In the vmkernel.log file, you see log entries similar to:

2019-11-05T14:32:06.281Z| vmx| I125: [msg.configdb.open] An error occurred while opening configuration file "/vmfs/volumes/5a9e9fcb-f0e68c87-2cbe-000e1eea48b0/vm/vm": Failed to lock the file.
2019-11-05T14:32:06.281Z| vmx| I125: ----------------------------------------
2019-11-05T14:32:06.281Z| vmx| W115: Migrate: Failed to write out config file

2019-11-05T14:31:57.877Z cpu28:2382713)DLX: 4319: vol 'datastore', lock at 59031552: [Req mode 1] Checking liveness:
2019-11-05T14:31:57.877Z cpu28:2382713)[type 10c00001 offset 59031552 v 2986, hb offset 3407872
gen 32505, mode 1, owner 5d8a2dab-ee894bff-6122-000e1eea48b0 mtime 14405428

 
Note: If you are on  an ESXi version lower than 6.7U2 or have a backend storage array that supports <= 1 mb unmap granularity you are NOT impacted with this issue.

Cause

Automatic Unmap manager in VMFS6  locking and unlocking these resource clusters repeatedly that cause this issue.

Resolution

This issue is resolved in

  • VMware vSphere ESXi 6.7 Patch release ESXi670-202004002
  • VMware vSphere 7.0b

Above patches are available for download in your support.broadcom.com account.



Workaround:
To workaround this issue, disable the automatic unmap processing on all the hosts sharing the volume.

Note: You can continue to use manual unmap using esxcli to reclaim space after disabling automatic unmap.

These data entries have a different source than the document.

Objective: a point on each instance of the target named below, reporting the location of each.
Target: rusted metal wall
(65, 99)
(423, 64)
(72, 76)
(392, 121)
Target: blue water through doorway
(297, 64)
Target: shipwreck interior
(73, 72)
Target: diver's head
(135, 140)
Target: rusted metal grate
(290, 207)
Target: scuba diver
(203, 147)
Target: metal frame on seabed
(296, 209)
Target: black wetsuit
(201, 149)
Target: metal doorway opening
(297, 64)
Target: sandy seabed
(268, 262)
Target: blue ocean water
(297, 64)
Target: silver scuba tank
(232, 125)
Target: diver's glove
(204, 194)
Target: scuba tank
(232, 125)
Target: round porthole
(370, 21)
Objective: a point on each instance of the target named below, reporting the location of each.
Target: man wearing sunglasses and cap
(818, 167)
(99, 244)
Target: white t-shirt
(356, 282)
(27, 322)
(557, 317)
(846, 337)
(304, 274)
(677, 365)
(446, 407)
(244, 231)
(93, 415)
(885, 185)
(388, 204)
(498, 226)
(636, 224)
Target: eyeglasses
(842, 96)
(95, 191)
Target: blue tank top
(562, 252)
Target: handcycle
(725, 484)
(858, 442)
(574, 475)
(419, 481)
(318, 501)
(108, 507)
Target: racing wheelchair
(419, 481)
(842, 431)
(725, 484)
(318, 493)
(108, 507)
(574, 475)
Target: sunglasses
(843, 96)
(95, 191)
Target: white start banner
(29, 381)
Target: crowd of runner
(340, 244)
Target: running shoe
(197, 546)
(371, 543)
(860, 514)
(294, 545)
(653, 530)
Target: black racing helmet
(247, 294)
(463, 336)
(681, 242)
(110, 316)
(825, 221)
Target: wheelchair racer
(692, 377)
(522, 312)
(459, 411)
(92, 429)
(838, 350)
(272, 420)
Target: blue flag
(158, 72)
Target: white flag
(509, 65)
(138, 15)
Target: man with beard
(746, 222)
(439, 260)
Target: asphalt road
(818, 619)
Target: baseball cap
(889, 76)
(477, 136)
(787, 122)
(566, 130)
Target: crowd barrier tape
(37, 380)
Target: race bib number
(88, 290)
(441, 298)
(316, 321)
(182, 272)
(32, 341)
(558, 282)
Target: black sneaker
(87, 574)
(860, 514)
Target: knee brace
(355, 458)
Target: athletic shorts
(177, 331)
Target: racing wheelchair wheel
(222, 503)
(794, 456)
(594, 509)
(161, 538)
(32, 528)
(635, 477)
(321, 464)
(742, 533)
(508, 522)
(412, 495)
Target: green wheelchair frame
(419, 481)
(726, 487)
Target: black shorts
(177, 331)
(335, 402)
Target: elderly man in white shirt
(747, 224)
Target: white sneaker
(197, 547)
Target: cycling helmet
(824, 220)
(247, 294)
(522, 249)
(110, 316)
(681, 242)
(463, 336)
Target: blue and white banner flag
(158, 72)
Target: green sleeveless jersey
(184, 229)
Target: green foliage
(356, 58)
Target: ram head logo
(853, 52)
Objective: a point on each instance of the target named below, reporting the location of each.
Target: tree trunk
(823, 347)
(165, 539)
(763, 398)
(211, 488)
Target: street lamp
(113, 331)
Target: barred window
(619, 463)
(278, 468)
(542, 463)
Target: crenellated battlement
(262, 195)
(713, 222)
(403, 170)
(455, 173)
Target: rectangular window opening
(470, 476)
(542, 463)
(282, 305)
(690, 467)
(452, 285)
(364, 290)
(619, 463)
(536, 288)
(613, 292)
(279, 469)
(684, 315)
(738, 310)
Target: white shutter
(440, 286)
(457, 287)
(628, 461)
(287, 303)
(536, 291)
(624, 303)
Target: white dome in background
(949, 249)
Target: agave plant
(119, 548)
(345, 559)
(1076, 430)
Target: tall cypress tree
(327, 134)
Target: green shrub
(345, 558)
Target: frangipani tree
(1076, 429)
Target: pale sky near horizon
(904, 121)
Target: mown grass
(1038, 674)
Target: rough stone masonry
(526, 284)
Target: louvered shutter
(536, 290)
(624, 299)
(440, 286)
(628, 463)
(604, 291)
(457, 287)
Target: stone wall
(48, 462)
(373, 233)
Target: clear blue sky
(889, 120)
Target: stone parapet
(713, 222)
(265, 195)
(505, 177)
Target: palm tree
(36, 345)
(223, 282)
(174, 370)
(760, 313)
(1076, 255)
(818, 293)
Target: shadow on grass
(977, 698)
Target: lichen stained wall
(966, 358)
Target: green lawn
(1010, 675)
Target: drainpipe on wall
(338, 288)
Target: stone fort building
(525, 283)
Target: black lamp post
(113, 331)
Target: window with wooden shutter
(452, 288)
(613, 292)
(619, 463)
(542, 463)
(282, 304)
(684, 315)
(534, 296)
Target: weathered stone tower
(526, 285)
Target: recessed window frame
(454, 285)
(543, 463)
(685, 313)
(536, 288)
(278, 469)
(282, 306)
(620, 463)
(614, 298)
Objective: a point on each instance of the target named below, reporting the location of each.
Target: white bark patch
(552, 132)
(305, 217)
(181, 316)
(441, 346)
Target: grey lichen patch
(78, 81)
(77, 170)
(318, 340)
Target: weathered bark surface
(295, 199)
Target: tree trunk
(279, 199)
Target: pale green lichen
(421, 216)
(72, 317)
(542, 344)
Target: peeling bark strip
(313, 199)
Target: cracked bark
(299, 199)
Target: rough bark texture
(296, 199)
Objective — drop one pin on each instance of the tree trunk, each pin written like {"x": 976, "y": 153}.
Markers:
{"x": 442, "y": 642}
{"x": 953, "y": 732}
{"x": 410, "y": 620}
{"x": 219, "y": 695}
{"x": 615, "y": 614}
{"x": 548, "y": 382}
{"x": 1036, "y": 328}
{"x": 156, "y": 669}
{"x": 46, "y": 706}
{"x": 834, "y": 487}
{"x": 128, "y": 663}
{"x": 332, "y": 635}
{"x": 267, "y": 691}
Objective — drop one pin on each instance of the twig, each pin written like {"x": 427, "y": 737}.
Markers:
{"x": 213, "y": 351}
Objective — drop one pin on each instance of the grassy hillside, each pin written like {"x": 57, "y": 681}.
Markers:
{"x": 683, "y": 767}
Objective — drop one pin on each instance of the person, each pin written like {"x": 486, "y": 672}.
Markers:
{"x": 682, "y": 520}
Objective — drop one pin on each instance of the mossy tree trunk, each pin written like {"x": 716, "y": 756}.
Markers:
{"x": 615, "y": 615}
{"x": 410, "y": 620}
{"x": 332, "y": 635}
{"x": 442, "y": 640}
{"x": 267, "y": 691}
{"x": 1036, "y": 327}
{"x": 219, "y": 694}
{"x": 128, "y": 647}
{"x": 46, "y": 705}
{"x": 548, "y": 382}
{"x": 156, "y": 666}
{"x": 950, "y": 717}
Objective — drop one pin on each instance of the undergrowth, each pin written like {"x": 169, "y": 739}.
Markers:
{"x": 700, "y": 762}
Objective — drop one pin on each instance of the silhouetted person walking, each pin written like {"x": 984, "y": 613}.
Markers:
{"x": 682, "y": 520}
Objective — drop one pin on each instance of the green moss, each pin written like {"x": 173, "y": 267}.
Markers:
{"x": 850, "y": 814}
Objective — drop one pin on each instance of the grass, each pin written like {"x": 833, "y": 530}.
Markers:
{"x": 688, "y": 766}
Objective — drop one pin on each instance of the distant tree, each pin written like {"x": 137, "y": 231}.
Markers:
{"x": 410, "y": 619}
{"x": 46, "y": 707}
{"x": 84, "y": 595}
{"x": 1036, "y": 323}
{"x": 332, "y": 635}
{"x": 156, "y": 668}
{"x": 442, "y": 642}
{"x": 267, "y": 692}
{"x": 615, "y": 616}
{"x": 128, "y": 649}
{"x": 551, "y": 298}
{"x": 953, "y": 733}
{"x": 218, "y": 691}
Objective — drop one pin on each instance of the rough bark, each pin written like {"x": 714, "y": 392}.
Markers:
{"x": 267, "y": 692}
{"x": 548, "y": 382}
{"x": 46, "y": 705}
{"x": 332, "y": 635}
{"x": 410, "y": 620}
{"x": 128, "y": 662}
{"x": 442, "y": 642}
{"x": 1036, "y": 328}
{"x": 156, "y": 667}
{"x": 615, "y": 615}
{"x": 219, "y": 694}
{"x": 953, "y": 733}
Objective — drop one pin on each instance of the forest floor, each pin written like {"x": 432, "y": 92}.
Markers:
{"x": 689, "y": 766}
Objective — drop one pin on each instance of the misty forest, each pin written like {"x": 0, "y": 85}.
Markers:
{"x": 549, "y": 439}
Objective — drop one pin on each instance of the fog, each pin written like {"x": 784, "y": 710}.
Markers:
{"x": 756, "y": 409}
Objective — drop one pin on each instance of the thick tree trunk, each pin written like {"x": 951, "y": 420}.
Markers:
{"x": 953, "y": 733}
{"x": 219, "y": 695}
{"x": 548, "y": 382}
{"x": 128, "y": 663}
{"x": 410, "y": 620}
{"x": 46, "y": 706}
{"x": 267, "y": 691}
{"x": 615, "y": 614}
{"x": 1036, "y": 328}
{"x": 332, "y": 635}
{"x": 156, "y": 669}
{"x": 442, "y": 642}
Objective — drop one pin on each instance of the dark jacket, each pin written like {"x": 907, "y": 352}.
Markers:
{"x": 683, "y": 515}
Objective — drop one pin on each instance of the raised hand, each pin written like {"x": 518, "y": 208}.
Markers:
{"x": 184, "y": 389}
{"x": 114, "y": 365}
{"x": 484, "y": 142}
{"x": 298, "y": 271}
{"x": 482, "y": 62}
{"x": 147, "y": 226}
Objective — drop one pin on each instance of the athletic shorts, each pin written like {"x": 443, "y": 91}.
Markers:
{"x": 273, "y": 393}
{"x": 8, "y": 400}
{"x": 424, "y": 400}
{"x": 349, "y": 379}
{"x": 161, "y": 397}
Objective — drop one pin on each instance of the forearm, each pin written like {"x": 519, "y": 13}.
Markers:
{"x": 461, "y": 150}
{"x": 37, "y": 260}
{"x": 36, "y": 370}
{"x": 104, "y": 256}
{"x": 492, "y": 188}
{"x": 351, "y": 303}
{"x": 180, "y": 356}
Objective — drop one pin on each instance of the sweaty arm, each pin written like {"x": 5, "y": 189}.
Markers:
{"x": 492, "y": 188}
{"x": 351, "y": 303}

  1. Run this command from one of the hosts sharing the volume.
esxcli storage vmfs reclaim config set --volume-label VolName --reclaim-priority=none
  1. Unmount and remount the volume on all hosts accessing the volume for reclaim priority change to take effect.
esxcli storage filesystem unmount -l VolName
esxcli storage filesystem mount -l VolName
If you are unable to unmount the volume, automatic unmap will need to be toggled on/off on all the hosts accessing the volume.

Alternative step "In case unable to unmount the volume""
Run this command to toggle reclaim priority low/none on all the hosts accessing the volume for the reclaim priority change to take effect.

esxcli storage vmfs reclaim config set --volume-label VolName --reclaim-priority=low
esxcli storage vmfs reclaim config set --volume-label VolName --reclaim-priority=none

 
  1. List the volumes with automatic unmap processing enabled with this command:
vsish -e ls /vmkModules/vmfs3/auto_unmap/volumes/

Notes:
  • None of the volumes with backend storage array having > 1 mb unmap granularity should appear in the volumes listed out by the above command.
  • If even after the Alternate Step 2  any of the hosts still lists such a volume you should fall back to the preferred Step 2 which is to remount the volume in question.